LIHT: The cooperation is good; from the start we insisted on helping end-users and on collecting information on what they needed the most and in what amounts. We cannot promise to fulfill all of these needs, nor we want to order drugs using only our database and the data provided by some central institution: the most important information is that coming from "the field." We have a lot of documentation and we enter every donated medication. We also demand that the recipient institutions publicly display lists of all donated drugs so that the patients know what is available and the risk of misuse and theft is reduced. Some institutions fulfill this demand while other ignore it. In some instances we have heard of people taking off our stickers; this makes us sad but it is not a reason to stop the deliveries of aid. We don't help the institutions but their patients.
VREME: State controlled media have been persistent in their attacks. How do you rate the Foundation's relations with the authorities?
LIHT: This medical program cannot be implemented without the cooperation with the authorities, without import permits for medications or permits for work in refugee centers. Our problems start across the border, because the official position that the humanitarian aid is not under embargo is a sham. First, we have to wait for a permit from the U.S. government (our headquarters are located there), then permit from the Sanction Committee, then everything goes back to Washington... This procedure sometimes takes several months; then begin problems with our [Yugoslav] authorities: we need permits from the Red Cross, the federal Health Ministry, customs... We haven't had bigger problems with the authorities and there's no reason why we should. At a time I said, and I repeat it with full responsibility, that whoever closes down the Soros Foundation Yugoslavia will endanger lives of 50,000 persons. Anyway, we had occasional contacts with the departments in the Ministry of Health, but they haven't shown a lot of interest in our work, although they should have in my opinion. For example, within projects "Friendly toward children" and "Friendly toward women", we provided funding for the renovation and buying of new equipment for the maternity hospital in Zrenjanin. The director of the maternity hospital said that everyone offered verbal support but that we were the only organization to help with funding. This year we plan to include four more maternity hospitals in the program and to try to identify other sources of funding. Besides "white plague" [negative population growth] in some parts of our country we are facing a growth in infant mortality. Let others verbally address these problems; we'll try to do something practical.

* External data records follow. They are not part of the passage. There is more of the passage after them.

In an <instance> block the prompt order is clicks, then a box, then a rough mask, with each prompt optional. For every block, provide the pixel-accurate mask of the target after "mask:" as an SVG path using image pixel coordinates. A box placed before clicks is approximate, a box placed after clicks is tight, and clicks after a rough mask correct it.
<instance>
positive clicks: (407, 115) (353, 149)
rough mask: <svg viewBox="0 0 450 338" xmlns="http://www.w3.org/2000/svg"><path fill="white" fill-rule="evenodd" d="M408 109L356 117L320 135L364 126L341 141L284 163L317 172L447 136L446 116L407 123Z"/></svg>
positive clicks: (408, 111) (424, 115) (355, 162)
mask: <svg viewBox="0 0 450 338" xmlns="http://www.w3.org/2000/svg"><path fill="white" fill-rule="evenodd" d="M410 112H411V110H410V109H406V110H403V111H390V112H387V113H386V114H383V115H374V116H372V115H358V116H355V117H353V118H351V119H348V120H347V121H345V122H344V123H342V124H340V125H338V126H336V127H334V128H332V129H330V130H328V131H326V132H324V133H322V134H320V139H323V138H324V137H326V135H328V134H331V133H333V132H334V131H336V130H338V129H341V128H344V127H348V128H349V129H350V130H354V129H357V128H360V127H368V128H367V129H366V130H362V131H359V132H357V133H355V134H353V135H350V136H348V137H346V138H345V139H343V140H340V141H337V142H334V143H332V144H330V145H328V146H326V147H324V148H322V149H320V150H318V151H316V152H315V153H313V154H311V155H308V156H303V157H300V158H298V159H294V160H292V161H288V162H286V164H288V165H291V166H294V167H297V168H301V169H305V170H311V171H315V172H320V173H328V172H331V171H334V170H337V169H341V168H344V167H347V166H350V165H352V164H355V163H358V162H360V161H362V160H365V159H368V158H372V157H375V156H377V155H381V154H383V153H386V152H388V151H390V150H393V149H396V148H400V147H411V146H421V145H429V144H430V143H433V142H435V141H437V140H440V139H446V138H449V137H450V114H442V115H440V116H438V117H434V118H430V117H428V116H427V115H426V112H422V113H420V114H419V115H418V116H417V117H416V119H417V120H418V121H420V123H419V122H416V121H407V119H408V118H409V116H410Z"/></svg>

VREME: Do you recall cases in which people who were publicly critical of the Foundation, privately tried to take part in one of the Foundation's more attractive programs (for example, scholarships for graduate studies abroad)?
LIHT: I can't vouch that these are the same people, but they certainly come from the same institutions. Pure hypocrisy: people who attack us do not themselves believe in what they are saying, except for the small number of those under the influence of false informations. I am certain that all those who in this state follow the work of public institutions know the truth. They know well that the exchange program used to be under auspices of the Institute for international scientific, technical and cultural cooperation and that its activities were interrupted because of the sanctions. There was no criticism of the Institute. No one has a problem with those who charge thousands of Deutch Marks and Dollars to send children abroad on exchange programs. Instead they attack the Soros Foundation which organizes those programs for free and tries to make sure that the children return [to Yugoslavia] after completing a program. It is a fact that we live in the atmosphere of limited possibilities and that we suffer from a lack of everything including perspective. People approach us asking for assistance, many are responsible, but there are those who prefer to forget the origin of help as soon as they receive it. This Foundation, as in the past, will base its assistance only on the need (when medical and humanitarian assistance is concerned) and quality of proposed cultural and educational projects.